Thursday, October 23, 2008

Inaugural Posting by Postel

Greetings from the road. Hanoi, Vietnam, October 23 2008

Finally get a chance to get my first blog to the publisher. I am at a resting point in Vietnam, having spent the last 3 weeks moving about Thailand and China. Some thoughts so far, in no particular order, just what comes to mind:

China, 8 years after my first visit, was a brand new country, 5000 years after its founding. The daily articles and stories in the US media hinted at what was happening there. I can verify it, firsthand. Arriving from Bangkok on Egypt Air (its stopover from Cairo to Beijing), I was impressed by the brand new Terminal 3 - built to handle (and impress) the foreigners showing up for the 08 Olympics. Friendly greeting at the passport booth, and I was on a train to the another new building to pick up my baggage.

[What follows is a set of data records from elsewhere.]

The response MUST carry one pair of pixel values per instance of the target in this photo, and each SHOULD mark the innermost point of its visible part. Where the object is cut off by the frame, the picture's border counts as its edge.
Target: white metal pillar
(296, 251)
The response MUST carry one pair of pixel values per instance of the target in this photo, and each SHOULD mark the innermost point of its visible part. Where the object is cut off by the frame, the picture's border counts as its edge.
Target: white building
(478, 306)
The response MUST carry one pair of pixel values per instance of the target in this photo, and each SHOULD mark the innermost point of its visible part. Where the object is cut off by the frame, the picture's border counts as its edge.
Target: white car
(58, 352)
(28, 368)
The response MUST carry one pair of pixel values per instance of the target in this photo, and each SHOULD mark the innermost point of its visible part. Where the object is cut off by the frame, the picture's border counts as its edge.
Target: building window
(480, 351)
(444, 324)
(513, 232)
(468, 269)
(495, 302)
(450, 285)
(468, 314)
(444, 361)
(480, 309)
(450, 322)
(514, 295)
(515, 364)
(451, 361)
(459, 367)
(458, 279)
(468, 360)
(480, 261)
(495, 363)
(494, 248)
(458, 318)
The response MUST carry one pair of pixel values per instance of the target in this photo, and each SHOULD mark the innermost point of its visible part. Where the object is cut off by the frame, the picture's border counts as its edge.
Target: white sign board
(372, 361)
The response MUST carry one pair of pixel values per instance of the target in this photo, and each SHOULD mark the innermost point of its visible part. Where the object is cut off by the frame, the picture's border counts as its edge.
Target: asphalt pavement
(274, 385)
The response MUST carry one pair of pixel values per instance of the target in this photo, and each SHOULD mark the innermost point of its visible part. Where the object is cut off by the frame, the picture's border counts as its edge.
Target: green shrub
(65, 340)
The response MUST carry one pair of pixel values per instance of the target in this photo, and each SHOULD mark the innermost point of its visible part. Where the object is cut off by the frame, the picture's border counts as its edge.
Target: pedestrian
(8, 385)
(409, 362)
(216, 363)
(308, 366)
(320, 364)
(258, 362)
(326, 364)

Juxtapose that with entering VN, 4 days ago, where I received an impressive grimace and frown, upon showing the official a passport sans visa, and a computer printout letter saying I was sponsored to receive one at the border. I was half expecting some troubles, so, I went to find a phone to call my solicitor. $4 later, for 5 minutes worth of calls (the amount demanded by the taxi driver), a liasion showed up to try to assist me with the documentation necessary to get into VN. Fortunately, I had a multiple-entry visa to China, so I had some leverage that I could always go back to China and skip VN. Rather than forego the chance of money, the official found me on the bus (I thought they wouldn't check again, but, I later found out, they would), changed his mood a bit, and offered to help get it sorted out. 2 hours later, I got the final stamp and was legally allowed into VN. I got the last laugh on the taxi drivers, as I had retained my necklace pass and ticket to the "big green bus" that the Chinese side had agreements with to continue the journey on the VN side.

Anyway, return to China for a mention of:
  • planter boxes along the well-lit highway from the airport into town,
  • spacious, clean bus (one of numerous leading from airport to parts of downtown, at all hours of day and night) for a brisk, 3-stop, 40 min ride to within 2 blocks of my destination
  • huge, 8 lane roads leading into and out of the airport
  • drivers who, mostly, stayed in their lanes and used turn signals with minimal horn honking
  • easy to navigate streets, pedestrian under- and over-passes upon stepping off the bus and onto the 3rd Ring Road NW of city center (Tiananmen Square)

Thus, first impressions were positive, and upheld throughout my 2 weeks in China. I quickly found a friendly neighborhood park, on my orientation walk the first morning, at which I could play jianzi (like hackey sack, but with feathers like a shuttlecock), speaking of which, badminton, and even tennis! The majority of the other participants were middle age (or older) Chinese men and women - yes, I got laughed at by agile grannies when I missed the birdie. But, held my own, and could communicate that I do indeed enjoy playing soccer, and that I was from the US. That was about the extent of the conversatio, except for the frequent use of "hao" (good) and a complaint against the (occasional) strong wind that interfered with the game. Along the same street as the park, I found buns with green, 1 yuan each (about 15 cents), for breakfast - total cost=.30 to feel full. Later, stopped at the Muslim restaurant on the same street (I'll point it out for you on a map if you're there) for a solo dinner - 4 courses, including soup with various parts of lamb I assume, skewered bbq meat, tofu with black, preserved eggs, and a 4th dish I picked out by pointing to the table next to me. Total cost = about $3.5, for the most filling meal I had in China. You can see I was beginning to like this place.